All BC school staff are required to demonstrate their COVID-19 immunization status to school districts when required by a medical health official, per a public health order.
But Surrey School Superintendent Jordan Tinney says it doesn’t change anything for the district.
“No change, nothing,” Tinney explained in a video on Tuesday (January 18).
He added that the board made the decision not to pursue proof of vaccination status unless requested to do so.
Back in November, the school district decided against requiring staff to have COVID-19 vaccines, citing high vaccination rates in Surrey and White Rock.
Monday’s order was quietly uploaded to the provincial government’s website without any formal notice.
“An employer must require every employee to provide proof of vaccination and keep records of every employee’s vaccination status,” the order said.
“An employee must provide their employer with proof of vaccination upon request by their employer and by the date set by their employer, and if the employee’s vaccination status changes, the employee must provide that information and his or her vaccination card to the employer promptly, and the employer must maintain the records.” update on the employee’s vaccination status.”
In addition, the order states that school districts must report the immunization status of their school staff “aggregated, not individually identifying by school” to the medical health officer when the latter requests the information.

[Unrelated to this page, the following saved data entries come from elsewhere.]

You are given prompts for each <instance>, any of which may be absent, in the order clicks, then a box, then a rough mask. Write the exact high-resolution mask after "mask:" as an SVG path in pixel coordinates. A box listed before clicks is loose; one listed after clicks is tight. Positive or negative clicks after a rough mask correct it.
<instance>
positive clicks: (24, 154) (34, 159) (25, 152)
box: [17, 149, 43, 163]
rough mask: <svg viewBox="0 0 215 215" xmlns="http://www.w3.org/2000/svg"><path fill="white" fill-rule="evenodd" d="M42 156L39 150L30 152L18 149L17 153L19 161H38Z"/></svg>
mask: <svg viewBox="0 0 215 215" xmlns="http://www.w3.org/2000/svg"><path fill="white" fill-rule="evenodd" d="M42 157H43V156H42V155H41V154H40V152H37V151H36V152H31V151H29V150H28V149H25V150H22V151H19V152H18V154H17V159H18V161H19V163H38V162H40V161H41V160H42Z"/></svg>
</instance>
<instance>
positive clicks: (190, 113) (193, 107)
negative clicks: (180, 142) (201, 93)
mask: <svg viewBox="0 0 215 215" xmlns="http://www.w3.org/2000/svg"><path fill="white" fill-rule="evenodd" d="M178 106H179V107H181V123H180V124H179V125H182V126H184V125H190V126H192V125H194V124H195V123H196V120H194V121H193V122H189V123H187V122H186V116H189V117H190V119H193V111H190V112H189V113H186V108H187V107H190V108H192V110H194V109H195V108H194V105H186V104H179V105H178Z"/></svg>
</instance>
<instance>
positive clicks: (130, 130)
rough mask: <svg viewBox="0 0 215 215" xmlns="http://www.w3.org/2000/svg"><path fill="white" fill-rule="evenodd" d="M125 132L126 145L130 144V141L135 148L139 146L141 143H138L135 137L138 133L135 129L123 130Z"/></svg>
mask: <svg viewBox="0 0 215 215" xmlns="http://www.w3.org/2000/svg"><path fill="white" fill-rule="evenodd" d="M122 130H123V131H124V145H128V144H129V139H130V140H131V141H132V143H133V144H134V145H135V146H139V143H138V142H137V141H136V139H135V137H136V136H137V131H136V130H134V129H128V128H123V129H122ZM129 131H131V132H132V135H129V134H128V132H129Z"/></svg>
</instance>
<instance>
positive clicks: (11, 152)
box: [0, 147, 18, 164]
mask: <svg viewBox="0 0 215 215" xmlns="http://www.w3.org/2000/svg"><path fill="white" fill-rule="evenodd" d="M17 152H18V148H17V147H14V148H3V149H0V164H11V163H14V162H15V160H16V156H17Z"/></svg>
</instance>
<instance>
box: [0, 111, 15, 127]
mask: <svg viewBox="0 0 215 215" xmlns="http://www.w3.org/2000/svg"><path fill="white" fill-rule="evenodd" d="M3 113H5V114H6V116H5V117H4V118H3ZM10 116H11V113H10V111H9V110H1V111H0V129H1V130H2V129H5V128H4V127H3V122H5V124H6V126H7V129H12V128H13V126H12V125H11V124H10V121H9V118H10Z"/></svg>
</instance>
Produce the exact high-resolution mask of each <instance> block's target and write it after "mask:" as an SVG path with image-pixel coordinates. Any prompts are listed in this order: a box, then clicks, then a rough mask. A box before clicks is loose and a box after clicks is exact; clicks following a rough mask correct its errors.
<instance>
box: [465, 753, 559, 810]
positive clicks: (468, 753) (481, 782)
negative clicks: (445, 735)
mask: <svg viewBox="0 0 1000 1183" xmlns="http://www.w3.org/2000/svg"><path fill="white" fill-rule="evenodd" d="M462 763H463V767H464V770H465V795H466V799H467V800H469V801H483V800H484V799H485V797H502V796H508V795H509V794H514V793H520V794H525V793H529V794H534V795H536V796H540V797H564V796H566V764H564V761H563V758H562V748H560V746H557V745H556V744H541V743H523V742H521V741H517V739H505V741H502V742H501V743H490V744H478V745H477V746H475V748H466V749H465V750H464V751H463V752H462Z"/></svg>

When a school or district takes action to “prevent, contain, or respond” to infection at the school, employees who choose not to report vaccination status will be treated as unvaccinated.
On Tuesday, the provincial health officer, Dr. Bonnie Henry said the order was issued to help medical health officials understand the immunization status of school staff.
She added that it also helps health officials determine which schools are most at risk from COVID-19 outbreaks.
Meanwhile, Tinney also provided an update on rapid testing and ventilator upgrades.
The province previously announced rapid tests for staff, Tinney said, and the district hopes to receive them soon. But the district has to repackage the tests, so it’s two per adult, and then they have to figure out how to distribute those tests.
“We believe this is just the first phase of a larger rollout that will also include students.”
For the aeration, Tinney said the district received confirmation of aeration funding. He added that the district is figuring out how to allocate the funds to each school.